中国はMIRV(多弾頭)掲載可能なICBMであるDF-41の実戦配備に向けて開発を加速するなど核戦力の強化を着々と進めており、北朝鮮は「水爆開発」並びに「SLBM発射」に成功したと宣言し「核保有国」としての地位を国際社会に認めさせるべく、核とミサイルの開発を急ピッチで進めている。又、ロシアも核弾頭搭載の長距離魚雷「Status-6」の開発をはじめ、一段と核攻撃能力を高めているのが現実である。
中国の南シナ海における一方的な埋め立て及び軍事化、並びにロシアのクリミア併合は、米国主導の自由主義陣営が軍事的対抗措置を取ることがない、との予断に基づくものであり、「独裁陣営」と自由主義陣営のBalanceof Powerは「独裁陣営」に有利に傾きつつある。
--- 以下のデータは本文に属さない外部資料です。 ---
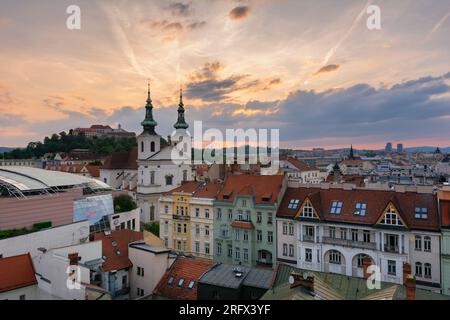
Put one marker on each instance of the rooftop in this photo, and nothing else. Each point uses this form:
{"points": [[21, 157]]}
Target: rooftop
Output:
{"points": [[232, 276], [28, 179], [16, 272]]}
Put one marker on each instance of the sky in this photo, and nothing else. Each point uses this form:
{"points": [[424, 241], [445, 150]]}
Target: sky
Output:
{"points": [[312, 69]]}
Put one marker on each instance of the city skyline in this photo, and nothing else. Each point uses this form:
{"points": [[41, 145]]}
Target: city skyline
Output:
{"points": [[313, 70]]}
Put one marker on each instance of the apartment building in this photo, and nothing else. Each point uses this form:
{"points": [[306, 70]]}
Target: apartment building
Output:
{"points": [[244, 221], [334, 229], [186, 218]]}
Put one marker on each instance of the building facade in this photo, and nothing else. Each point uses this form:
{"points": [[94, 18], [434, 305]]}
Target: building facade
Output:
{"points": [[244, 221], [333, 230], [186, 218], [161, 167]]}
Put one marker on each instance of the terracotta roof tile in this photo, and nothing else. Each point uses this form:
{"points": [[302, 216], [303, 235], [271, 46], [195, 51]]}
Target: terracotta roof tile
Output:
{"points": [[185, 268], [115, 248], [376, 201], [16, 272]]}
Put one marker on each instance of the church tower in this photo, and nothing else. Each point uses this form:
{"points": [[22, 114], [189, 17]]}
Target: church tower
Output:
{"points": [[149, 141], [181, 126]]}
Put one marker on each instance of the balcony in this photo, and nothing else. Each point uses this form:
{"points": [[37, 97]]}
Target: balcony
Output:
{"points": [[181, 218], [350, 243]]}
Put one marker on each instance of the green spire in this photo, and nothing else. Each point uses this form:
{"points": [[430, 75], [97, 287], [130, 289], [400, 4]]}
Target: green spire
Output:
{"points": [[181, 123], [149, 123]]}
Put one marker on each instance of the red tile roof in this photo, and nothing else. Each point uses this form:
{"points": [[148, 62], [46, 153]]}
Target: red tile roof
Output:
{"points": [[376, 201], [189, 269], [198, 189], [117, 253], [242, 224], [122, 160], [16, 272], [257, 186]]}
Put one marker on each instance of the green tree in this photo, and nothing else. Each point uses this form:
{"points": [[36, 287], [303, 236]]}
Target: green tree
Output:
{"points": [[124, 203]]}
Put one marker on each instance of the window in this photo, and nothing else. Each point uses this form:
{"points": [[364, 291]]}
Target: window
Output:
{"points": [[335, 257], [169, 180], [259, 235], [293, 204], [197, 230], [219, 249], [344, 234], [308, 255], [366, 236], [152, 177], [269, 218], [355, 235], [418, 269], [427, 270], [285, 228], [336, 207], [392, 267], [219, 214], [391, 218], [308, 210], [291, 229], [332, 232], [291, 250], [421, 213], [259, 217], [361, 209], [427, 244], [418, 243], [270, 237]]}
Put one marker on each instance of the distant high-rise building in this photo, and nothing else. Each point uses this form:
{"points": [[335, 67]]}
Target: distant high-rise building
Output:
{"points": [[388, 147]]}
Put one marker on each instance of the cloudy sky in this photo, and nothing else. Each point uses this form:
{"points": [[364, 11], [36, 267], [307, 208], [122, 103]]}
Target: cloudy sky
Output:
{"points": [[310, 68]]}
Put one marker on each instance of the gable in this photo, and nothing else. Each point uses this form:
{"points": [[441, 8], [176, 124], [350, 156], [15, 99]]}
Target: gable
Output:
{"points": [[391, 217]]}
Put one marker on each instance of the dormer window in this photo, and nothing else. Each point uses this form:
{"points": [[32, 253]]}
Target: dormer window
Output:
{"points": [[336, 207], [361, 209], [293, 204], [421, 213], [308, 210], [391, 218]]}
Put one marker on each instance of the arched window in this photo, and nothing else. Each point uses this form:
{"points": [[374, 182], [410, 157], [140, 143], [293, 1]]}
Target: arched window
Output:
{"points": [[335, 257], [418, 269]]}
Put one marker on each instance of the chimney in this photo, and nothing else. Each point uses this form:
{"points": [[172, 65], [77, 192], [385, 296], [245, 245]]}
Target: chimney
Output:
{"points": [[410, 286], [406, 271], [367, 262], [297, 280], [73, 259]]}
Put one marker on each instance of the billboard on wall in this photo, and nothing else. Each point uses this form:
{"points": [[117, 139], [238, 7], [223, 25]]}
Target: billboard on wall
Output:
{"points": [[96, 209]]}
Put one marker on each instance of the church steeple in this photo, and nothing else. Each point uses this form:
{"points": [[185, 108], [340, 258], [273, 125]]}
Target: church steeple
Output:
{"points": [[181, 123], [149, 123]]}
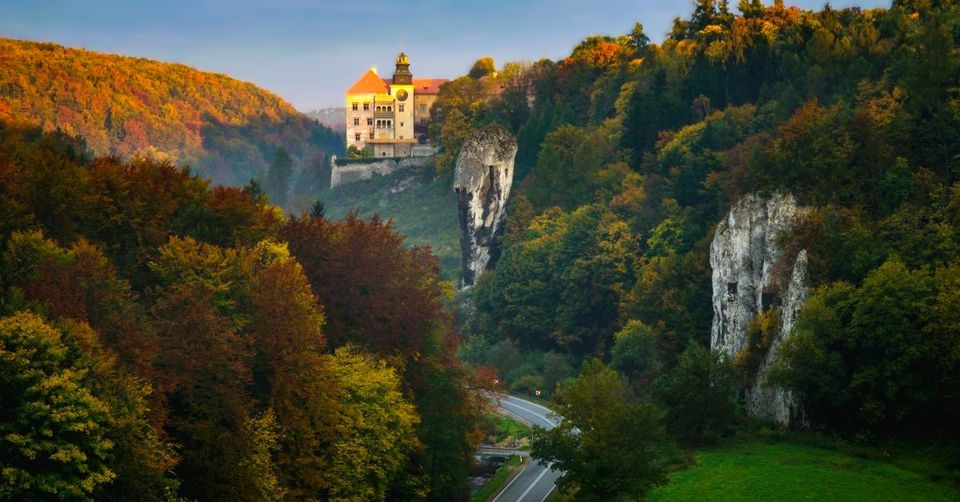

それにもかかわらず、米国には自ら一方的に核弾頭の削減を実施すべきであるとの議論がある。しかし、米ソの核軍縮交渉は、両者の力が均衡している段階で開始されたものであったことからしても、「独裁陣営」の力が強化されつつある中で米国が削減に踏み切れば、それは自由主義陣営の弱みを示したものと受け止められ、「独裁陣営」を利するだけのものとなろう。
核軍縮は徒にSentimentalismに流されるのではなく、先ず現実の対抗勢力の拡張を抑えるべく、自由主義陣営の抑止力を十分に強化し、Balance of Powerを回復した上で、粛々と長期的視点を持って実行すべきものである。